Le 12/05, s’est tenue, au palais de justice de Yopougon, l’audience correctionnelle des flagrants délits. Dans le box des accusés, se trouvaient 17 prévenus assis et attendant patiemment l’arrivée des juges pour leur jugement. Il est 13 heures 17 minutes, soit plus d’un quart d’heure de retard, quand les magistrats vêtus de leur toge noire et coiffés de leur chapeau de couleur noir et blanc, font leur entrée dans la salle d’audience. Le jugement peut enfin commencer.

Les drogués « intoxiquent » de mensonges pendant 35 minutes le tribunal

Détention illicite de drogue en vue de son usage. C’est la première affaire à être jugée par le juge lors de l’audience. Tohuiry Constant, Koné Vamoussa, Ehouman Jonathan, Ané Koré Guy Raymond et Zadi Loukou Bertrand sont les prévenus à qui le parquet reproche cette infraction. Les faits mis à leur charge ont eu lieu le 30/04 dans la commune de Yopougon. Déferrés au parquet devant le procureur, les prévenus ont tous nié en bloc les faits qui leur sont reprochés.

-Aujourd’hui, demande la présidente, qu’est-ce que vous avez à dire ? Reconnaissez- vous les faits qui vous sont reprochés ?

-Non, répondent-ils en chœur.

-Ce n’est pas une chorale, tempête le juge. Avant de poursuivre : « Expliquez-nous pourquoi vous êtes là alors. »

Koné Vamoussa est le premier à réagir à la sollicitation du magistrat. Sa voix à peine audible, agace la présidente.

-Je n’entends rien de ce que vous dites, avertit-elle. Quand vous me voyez parler (haut et fort), fait-elle remarquer, est-ce que je parle dans le micro ?

-Je suis un ramasseur d’ordures, déclare le prévenu.

-Vous étiez où quand on vous a interpellé ?

-J’étais chez le cordonnier.

-Le cordonnier a-t-il été interpellé lui aussi ?

-Non.

-Pourquoi le cordonnier n’a-t-il pas été interpellé ?

-Il n’était pas là au moment où les policiers sont arrivés.

-Ce n’est pas ce qui s’est passé.
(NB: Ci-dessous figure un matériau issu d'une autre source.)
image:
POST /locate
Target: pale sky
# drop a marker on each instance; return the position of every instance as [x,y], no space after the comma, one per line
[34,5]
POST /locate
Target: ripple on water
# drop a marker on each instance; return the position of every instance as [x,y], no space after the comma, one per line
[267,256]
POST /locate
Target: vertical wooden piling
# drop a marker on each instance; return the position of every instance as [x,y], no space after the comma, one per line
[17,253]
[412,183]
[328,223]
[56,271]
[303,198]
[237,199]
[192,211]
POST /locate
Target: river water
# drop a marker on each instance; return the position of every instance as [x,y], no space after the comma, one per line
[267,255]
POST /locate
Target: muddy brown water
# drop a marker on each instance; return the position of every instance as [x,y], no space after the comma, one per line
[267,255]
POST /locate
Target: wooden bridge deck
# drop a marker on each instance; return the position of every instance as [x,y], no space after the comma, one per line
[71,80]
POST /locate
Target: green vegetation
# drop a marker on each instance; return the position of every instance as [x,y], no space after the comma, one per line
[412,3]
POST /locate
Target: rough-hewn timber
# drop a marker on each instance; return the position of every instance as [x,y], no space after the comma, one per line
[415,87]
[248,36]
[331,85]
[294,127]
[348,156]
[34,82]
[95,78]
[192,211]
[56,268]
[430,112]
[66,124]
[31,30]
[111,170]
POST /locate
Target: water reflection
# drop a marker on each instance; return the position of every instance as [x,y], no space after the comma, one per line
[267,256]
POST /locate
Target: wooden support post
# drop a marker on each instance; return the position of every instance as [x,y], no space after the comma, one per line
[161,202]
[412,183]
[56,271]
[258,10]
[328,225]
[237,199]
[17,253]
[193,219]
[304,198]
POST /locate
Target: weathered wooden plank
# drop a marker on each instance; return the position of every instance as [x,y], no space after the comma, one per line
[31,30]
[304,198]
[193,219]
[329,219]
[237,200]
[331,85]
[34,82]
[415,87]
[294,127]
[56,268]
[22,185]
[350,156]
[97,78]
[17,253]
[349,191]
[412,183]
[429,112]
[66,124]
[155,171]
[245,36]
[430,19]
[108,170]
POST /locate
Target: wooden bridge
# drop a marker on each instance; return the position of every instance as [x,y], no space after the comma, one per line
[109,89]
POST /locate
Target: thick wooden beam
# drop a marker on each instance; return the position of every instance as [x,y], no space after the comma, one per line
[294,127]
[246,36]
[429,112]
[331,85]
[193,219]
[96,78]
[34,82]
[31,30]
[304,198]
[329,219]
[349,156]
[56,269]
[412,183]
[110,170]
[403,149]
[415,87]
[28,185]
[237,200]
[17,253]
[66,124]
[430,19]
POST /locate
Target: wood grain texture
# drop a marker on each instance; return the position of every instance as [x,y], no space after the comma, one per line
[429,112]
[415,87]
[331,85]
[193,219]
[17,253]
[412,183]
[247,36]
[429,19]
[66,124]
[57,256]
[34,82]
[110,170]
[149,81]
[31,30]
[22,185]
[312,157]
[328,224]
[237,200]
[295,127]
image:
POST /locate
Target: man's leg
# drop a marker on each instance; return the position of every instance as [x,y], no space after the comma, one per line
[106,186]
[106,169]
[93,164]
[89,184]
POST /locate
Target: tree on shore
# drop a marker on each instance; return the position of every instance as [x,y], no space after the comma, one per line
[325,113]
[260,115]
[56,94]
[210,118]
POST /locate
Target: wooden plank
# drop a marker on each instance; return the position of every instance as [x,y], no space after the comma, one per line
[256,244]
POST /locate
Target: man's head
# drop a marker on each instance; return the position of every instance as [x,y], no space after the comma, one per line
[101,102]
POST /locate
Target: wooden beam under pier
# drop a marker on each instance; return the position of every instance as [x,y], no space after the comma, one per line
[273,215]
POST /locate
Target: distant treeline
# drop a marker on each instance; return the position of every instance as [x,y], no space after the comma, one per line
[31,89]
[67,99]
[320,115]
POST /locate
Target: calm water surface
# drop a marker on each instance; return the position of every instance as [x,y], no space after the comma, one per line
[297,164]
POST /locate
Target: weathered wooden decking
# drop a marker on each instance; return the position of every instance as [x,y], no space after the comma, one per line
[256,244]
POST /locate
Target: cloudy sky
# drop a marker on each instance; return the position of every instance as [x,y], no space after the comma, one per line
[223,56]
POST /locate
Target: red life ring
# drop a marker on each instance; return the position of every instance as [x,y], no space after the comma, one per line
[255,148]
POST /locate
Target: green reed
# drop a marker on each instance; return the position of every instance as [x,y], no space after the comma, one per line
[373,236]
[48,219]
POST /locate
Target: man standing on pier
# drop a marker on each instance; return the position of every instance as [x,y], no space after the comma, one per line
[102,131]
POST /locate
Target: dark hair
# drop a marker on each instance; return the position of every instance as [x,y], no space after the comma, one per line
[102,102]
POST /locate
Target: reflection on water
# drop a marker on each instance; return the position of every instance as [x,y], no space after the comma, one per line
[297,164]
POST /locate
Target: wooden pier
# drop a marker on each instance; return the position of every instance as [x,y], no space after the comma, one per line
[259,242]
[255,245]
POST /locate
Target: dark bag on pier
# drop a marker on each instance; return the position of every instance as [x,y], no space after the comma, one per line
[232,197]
Vous avez été pris dans un fumoir en train de consommer de la drogue. Vous nous racontez donc des mensonges.

-J’ai fait un accident, c’est pourquoi, je suis dans cet état (il présente un visage tuméfié).

-Est-ce que moi, j’ai parlé de votre apparence physique ? Au contraire, c’est vous qui évoquez cela. Et vous Zadi Loukou Bertrand ?

-Je suis, explique-t-il, un vendeur ambulant de sandales.

-Ça coûte combien une paire de sandales ?

-Je vends une paire de sandales à 2500 ou 3000 francs CFA.

-Vos chaussures coûtent plus chères que les sandales habituelles?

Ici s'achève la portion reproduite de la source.